NOC seeks to force through southern fuel shipments

By Libya Herald Reporters.

The Libyan NOC/Brega's Fuel Crisis Committee fighting fuel smuggling by land (Photo: Brega).

NOC’s Brega subsidiary seeks to resume southern fuel shipments (File photo)

Tripoli, 1 October 2017:

Over a million litres of fuel were today heading to the south of Libya as the National Oil Corporation (NOC) sought to beat the lawlessness which has stopped southern road tanker movements.

NOC’s fully-owned subsidiary, Brega Oil and Marketing, sent of 910,000 litres of petrol and quarter of a million litres of diesel in convoys heading to Jufra and Sebha, to replenish 11 fuel stations in the south.

In recent months, Brega drivers have been killed, kidnapped or dumped when their trucks were seized en route to the south. The most vicious attackers appear to have been mounted by terrorists of the so-called Islamic State. However,  there is strong evidence that some of the trucks have been intercepted by militias involved in fuel smuggling. On at least one occasion, there has been the suspicion that a driver was in cahoots with the smugglers.

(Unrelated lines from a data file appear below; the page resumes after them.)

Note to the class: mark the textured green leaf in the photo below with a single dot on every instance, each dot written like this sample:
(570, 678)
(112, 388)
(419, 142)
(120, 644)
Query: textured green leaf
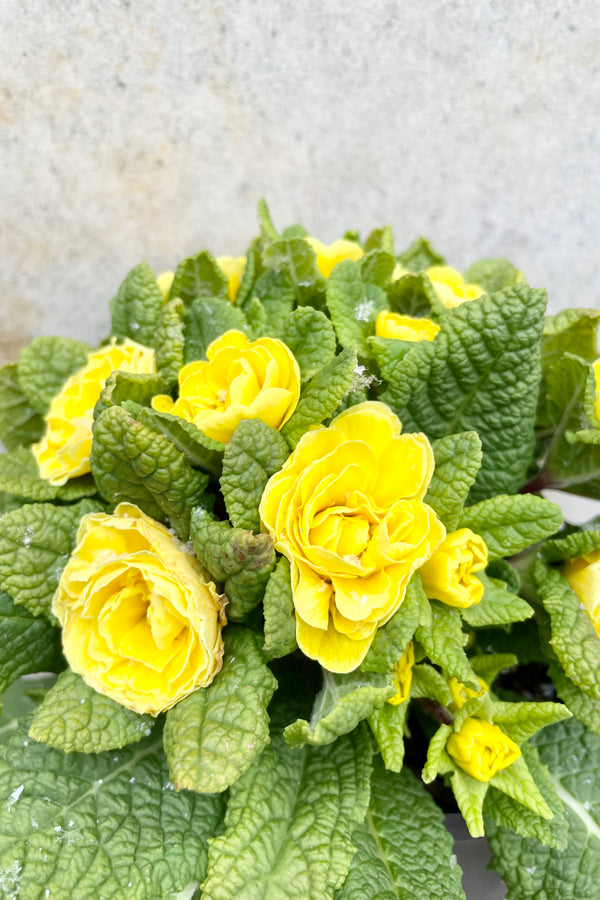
(457, 461)
(131, 462)
(498, 606)
(45, 365)
(19, 476)
(310, 336)
(574, 639)
(391, 639)
(28, 644)
(420, 256)
(95, 826)
(206, 320)
(278, 608)
(242, 561)
(136, 308)
(530, 869)
(353, 306)
(511, 524)
(198, 276)
(36, 541)
(343, 702)
(289, 823)
(321, 396)
(74, 717)
(481, 374)
(254, 453)
(213, 736)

The result has been a dearth of fuel in the south of the country and rocketing prices for petrol and diesel that did get through.  This June, the Fuel and Gas Crisis Committee decided that no more shipments to the south could be made until the Presidency Council (PC)  and local authorities along the route were able to protect shipments.

On Saturday, NOC chief Mustafa Sanalla demanded that exceptional supply efforts should  be made until the fuel shortage in the south was overcome.

What is not yet apparent is how NOC has organised this. The state oil company says that it has  reached deals with local authorities and tribal elders along the route. It also says that it has  received support from the PC’s Government of National Accord (GNA).

However, it is currently unclear if that support involves armed escorts for the trucks heading south. The PC’s presidency guard is still forming, therefore the only military formation likely to be available to protect fuel trucks on their southward journey would be Misratan units from the Bunyan Marsous operation which ejected terrorists from the so-called Islamic State (IS)  from Sirte last year. Elements of this force have already been deployed hunting down IS fighters to ares to the south of Sirte. These search and destroy missions have been supported by US airstrikes.